Last week, she was peeling sweet potatoes for a soup when she started mourning with pain. I rushed from the living, deeply worried. My first thought was that she could have seriously injured her hand or fingers with the sharp Swiss knife she likes to use. I run to the kitchen and asked. No answer from her side. She was bend over the sink, her arms hanging motionless and producing frightful noises. As I looked around and no blood was visible, I decided to give her some time to express the pain or whatever she was feeling. I looked at the time. It was just a little past 9am. I returned to the living.

Then I remembered Tieta’s mother. She is an old lady and something could have happened to her. Believing that such pain could only come from losing her mother, I returned to the kitchen and asked her again. As no signal came from her side, I decided to conclude that I was right. I approached a chair, where she sat, and rubbed her back. I left her on the chair, still mourning.

A few minutes later the mourning turned into a more strident noise, forcing me to see what was happening in the kitchen. It sounded like the fact that I knew about her mother was making her vocalize her pain with more intensity, what I believe to be the usual behavior of someone in shock. I found her twisting and yelling on the floor, between the chair and the stove. I told her: “Don’t you think you would feel more comfortable on the chair?” As she didn’t had a visible reaction, I went to the front garden and asked the guard to go around and see if he could help her, since all my efforts seem to be in vain. In fact, I was getting worried with the house routines. I had been waiting for her to calm down for more than an hour. I couldn’t even do her job, since she was blocking my access to the sink and stove.

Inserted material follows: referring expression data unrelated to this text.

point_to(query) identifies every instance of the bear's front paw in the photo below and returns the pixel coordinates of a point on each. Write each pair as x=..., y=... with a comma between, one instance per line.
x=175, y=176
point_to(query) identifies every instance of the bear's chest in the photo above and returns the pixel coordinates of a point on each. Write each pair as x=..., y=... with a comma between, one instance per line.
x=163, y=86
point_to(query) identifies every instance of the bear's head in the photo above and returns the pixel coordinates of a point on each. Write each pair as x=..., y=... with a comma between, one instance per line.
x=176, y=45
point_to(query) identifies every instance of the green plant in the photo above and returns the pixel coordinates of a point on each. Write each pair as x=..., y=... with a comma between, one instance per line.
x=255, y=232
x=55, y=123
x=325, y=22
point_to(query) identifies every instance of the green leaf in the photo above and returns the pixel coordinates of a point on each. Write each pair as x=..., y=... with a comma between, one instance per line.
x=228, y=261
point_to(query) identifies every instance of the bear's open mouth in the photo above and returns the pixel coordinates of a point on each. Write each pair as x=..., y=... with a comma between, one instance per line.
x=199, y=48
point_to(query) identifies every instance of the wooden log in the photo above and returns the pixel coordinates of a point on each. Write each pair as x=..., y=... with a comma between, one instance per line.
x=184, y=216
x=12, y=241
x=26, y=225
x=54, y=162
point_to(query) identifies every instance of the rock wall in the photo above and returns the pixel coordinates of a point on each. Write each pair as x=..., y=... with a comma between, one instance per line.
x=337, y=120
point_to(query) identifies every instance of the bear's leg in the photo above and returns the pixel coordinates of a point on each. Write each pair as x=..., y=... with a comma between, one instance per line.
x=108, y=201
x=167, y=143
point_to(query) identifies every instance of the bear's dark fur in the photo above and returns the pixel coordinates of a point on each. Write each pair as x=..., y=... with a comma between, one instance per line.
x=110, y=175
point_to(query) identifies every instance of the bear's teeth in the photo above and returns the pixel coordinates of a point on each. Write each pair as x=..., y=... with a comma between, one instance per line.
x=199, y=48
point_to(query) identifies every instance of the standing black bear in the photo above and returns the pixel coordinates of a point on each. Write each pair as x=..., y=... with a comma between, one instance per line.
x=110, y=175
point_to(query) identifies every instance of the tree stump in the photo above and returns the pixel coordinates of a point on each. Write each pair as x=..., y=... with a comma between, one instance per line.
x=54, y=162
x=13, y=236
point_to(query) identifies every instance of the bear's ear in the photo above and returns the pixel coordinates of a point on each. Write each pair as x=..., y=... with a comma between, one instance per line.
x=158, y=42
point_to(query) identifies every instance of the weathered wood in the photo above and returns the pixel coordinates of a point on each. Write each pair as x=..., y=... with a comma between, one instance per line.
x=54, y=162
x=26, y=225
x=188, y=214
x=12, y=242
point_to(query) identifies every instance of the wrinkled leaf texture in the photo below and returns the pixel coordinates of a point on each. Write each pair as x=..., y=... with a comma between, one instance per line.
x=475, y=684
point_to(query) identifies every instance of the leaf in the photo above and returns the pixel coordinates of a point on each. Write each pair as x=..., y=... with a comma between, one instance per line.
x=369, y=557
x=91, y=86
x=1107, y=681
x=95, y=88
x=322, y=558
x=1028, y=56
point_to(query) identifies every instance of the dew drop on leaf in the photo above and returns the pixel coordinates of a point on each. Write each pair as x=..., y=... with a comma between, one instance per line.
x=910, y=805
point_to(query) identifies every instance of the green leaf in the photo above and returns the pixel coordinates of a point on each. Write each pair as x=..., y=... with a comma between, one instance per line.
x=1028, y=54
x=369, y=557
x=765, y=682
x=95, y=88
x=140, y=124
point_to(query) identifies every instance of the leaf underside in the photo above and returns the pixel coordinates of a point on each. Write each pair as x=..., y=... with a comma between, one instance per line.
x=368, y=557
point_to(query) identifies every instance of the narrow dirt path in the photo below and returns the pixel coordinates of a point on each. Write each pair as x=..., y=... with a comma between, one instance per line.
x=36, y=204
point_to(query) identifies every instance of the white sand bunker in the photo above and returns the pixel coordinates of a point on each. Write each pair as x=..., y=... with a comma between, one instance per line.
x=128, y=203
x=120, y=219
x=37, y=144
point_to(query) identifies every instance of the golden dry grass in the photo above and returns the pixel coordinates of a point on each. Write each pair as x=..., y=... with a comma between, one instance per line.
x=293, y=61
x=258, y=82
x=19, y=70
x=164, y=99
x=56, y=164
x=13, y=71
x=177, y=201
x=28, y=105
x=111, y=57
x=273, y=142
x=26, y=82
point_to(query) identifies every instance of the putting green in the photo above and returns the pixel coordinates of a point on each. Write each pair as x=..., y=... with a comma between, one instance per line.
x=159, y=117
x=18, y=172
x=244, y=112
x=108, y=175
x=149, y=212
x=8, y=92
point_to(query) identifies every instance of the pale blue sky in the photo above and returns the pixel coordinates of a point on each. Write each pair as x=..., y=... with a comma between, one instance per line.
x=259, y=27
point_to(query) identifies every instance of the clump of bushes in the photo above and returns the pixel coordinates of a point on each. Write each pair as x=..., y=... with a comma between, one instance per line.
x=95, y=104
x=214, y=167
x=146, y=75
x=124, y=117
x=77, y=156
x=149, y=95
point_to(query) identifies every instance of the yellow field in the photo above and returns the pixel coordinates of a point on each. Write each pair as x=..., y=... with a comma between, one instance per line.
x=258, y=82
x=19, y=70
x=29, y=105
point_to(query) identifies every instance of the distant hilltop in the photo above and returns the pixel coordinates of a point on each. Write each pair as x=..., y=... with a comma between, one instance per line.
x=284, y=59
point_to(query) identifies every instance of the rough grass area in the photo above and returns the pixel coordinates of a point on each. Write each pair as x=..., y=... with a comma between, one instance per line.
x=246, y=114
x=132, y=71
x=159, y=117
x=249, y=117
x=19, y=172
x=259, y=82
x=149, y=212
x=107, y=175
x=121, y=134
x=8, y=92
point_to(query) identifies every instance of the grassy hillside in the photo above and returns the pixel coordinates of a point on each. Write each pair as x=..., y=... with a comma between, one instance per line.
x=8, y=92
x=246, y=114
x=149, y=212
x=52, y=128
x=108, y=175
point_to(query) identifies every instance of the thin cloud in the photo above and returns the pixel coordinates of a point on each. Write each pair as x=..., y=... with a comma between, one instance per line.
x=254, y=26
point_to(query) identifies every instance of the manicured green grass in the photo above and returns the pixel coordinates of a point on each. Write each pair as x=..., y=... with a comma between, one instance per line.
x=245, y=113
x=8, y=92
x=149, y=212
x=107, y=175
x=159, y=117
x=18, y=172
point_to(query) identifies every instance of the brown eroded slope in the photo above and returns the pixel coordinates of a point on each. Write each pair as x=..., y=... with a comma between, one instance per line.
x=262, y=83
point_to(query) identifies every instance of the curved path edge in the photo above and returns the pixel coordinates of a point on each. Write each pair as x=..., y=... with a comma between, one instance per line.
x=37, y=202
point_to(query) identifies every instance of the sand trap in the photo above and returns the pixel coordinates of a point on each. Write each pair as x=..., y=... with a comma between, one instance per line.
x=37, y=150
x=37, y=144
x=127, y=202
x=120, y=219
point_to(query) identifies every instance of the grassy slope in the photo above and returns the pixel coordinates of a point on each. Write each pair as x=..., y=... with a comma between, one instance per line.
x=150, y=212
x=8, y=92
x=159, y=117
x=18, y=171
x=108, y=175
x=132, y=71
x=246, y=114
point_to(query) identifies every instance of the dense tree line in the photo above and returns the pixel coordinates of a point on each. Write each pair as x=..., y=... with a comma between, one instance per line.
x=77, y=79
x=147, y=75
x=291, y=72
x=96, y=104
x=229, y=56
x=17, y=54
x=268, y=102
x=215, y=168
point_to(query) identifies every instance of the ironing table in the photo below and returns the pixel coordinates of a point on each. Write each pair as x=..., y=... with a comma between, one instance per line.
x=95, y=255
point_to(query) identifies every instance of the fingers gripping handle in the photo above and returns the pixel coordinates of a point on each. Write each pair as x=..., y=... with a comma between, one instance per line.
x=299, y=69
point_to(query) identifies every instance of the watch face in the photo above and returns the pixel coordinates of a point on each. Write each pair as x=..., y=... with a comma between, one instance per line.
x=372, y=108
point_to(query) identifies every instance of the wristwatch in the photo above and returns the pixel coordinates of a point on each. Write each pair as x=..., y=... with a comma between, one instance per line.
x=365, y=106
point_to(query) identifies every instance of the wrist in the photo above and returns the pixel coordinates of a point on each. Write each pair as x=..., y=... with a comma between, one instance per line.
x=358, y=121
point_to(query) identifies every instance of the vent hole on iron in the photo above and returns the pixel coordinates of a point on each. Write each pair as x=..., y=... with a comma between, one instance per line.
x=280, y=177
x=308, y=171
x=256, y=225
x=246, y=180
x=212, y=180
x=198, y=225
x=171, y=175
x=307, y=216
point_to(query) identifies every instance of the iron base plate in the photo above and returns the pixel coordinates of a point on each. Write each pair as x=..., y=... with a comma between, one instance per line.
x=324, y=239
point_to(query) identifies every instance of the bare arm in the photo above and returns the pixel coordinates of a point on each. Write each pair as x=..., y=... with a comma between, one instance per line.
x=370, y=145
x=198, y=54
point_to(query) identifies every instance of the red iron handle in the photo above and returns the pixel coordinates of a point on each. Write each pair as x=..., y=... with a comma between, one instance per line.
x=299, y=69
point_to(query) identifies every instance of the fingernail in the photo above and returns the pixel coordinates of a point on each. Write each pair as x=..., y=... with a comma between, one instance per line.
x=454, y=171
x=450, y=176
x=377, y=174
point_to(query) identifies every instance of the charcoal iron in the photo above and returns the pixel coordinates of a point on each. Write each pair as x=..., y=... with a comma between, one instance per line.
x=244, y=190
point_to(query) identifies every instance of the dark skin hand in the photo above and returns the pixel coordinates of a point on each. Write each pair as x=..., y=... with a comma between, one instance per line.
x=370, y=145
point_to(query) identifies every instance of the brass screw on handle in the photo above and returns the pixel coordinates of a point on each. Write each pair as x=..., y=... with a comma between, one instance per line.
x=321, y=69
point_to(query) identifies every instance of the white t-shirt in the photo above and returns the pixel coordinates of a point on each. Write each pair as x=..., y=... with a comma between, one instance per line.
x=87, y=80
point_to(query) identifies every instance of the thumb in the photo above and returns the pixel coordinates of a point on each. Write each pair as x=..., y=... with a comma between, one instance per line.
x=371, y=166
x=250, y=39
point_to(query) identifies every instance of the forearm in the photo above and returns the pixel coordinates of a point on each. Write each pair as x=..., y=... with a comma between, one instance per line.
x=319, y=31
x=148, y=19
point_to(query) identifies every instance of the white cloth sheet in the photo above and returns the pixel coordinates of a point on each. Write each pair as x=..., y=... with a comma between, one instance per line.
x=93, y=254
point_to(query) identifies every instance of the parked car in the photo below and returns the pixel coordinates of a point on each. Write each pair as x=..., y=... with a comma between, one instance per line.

Half an hour later, he succeeded in removing her from the kitchen and making her sit in a sunny place outside. I do believe the sun has curative powers over depressed people. It was almost 11am, nearly two hours after the mourning and yelling started, when I grabbed a less sharp knife to finish her job.

Suddenly, a very composed Tieta entered the kitchen and said: “I can’t work today. I am not sick but I have to go home. I don’t even explain what happened since you, white people, don’t understand our ways.” Her voice was firm and her tone was even of defying superiority. After being reassured that her mother was okay, I told her to go.

As soon as I could, I called the guard Sansão, whose real name is Samessone, because that’s how they pronounce around here, in Portuguese, the actual English version Samson, and asked: “After all, what on earth she had?” It was then that he, very respectfully, confirmed what I would never have guessed: “She had been possessed by a spirit.”